L’UNCEM esprime forte preoccupazione in merito ai criteri di classificazione dei Comuni montani attualmente delineati ai sensi dell’articolo 2 della legge 12 settembre 2025, n. 131; chiede di consentire alle Regioni di eventualmente deliberare in merito alla classificazione, o di presentare proposte integrative e promuove un confronto istituzionale finalizzato alla definizione di parametri integrativi o correttivi che tengano conto degli indicatori demografici, socio-economici e di accessibilità ai servizi essenziali.

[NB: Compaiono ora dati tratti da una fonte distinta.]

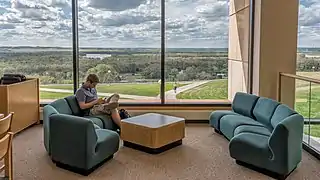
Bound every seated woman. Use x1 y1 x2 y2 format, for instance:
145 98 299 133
75 74 121 128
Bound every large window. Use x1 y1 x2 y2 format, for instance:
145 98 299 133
165 0 229 102
0 0 229 103
0 0 73 102
295 0 320 152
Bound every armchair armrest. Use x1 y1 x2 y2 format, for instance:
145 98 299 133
43 105 59 154
269 114 304 172
50 114 97 168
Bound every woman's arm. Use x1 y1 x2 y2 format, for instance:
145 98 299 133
76 91 103 109
79 99 99 109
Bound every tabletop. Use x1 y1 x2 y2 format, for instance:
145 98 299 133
122 113 185 128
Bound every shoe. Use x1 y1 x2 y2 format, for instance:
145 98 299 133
103 102 119 111
105 94 120 103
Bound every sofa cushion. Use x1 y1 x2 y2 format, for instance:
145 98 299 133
232 92 259 118
229 133 272 167
50 99 72 115
65 95 83 116
234 125 271 136
209 110 238 130
220 115 264 140
84 116 103 128
271 104 297 128
253 97 280 130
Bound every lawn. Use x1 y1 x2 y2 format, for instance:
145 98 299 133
177 79 228 100
304 124 320 137
41 83 188 97
40 91 72 99
296 72 320 87
295 87 320 118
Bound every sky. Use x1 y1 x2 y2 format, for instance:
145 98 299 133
0 0 320 48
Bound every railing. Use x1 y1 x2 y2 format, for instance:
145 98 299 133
278 72 320 157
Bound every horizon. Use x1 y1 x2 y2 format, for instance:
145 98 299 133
0 0 320 49
0 45 320 49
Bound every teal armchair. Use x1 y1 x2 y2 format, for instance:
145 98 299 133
43 96 120 175
210 93 304 179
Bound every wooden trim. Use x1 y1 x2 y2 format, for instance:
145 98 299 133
277 73 281 102
280 73 320 84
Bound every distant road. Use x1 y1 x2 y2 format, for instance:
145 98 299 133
157 80 214 99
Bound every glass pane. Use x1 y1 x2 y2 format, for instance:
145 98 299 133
296 1 320 151
165 0 229 103
296 77 310 144
79 0 160 102
0 1 73 102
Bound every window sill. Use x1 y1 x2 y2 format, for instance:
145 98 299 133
40 99 231 108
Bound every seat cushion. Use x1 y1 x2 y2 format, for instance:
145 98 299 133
253 97 280 130
209 110 237 130
232 92 259 118
271 104 297 128
220 115 264 140
50 99 72 115
229 133 272 167
87 129 120 167
234 125 271 136
84 116 104 128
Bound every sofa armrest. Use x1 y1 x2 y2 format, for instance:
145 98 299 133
50 114 97 168
269 114 304 172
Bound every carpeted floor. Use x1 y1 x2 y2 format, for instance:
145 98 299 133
9 124 320 180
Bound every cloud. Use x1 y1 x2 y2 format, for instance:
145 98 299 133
0 0 320 48
88 0 146 11
0 23 16 30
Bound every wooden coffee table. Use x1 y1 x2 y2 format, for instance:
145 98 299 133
121 113 185 154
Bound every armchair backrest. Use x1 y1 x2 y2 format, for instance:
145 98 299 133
253 97 280 130
232 92 259 118
64 95 85 116
270 104 297 128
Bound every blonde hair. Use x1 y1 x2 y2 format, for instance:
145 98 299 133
87 74 99 83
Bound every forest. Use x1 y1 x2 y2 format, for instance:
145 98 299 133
0 47 320 84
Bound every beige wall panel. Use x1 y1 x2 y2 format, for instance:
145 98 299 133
228 60 248 101
229 0 250 15
254 0 299 107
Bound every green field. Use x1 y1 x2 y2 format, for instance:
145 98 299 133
304 124 320 137
40 91 72 99
177 79 228 100
41 83 187 97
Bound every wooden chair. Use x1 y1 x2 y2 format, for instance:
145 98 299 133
0 112 14 138
0 113 13 180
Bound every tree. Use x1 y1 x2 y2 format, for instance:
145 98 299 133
87 64 119 83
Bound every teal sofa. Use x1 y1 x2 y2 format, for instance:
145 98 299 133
210 92 304 179
43 96 120 175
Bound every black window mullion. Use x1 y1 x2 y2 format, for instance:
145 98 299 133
72 0 79 93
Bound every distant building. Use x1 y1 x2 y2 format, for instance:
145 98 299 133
85 54 111 60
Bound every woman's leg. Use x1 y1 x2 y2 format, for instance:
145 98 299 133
110 109 121 128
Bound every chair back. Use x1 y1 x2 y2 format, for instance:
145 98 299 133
0 112 13 138
0 132 13 160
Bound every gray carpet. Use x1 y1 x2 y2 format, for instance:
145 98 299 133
9 124 320 180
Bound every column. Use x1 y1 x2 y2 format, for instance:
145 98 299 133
253 0 299 107
228 0 250 100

“Non vi è alcun riferimento in questa classificazione a usi del suolo, livelli di spopolamento, situazione demografica, assetto economico, condizioni reddituali, perifericità o marginalità che caratterizzano e accomunano molti dei comuni montani – si legge ancora nella missiva - Nella sostanza quel concetto di "montanità" in ottemperanza al dettato dell'Art.44 della Costituzione. Generando, problemi di equità territoriali della montagna italiana, disparità di sostegno e ignorando di fatto marginalità storicamente ancora presenti in alcune parti dell'Appennino. Tale situazione provoca un aumento dei divari e della competizione tra le aree montane, anziché mirare ad azioni di condivisione e solidarietà territoriale".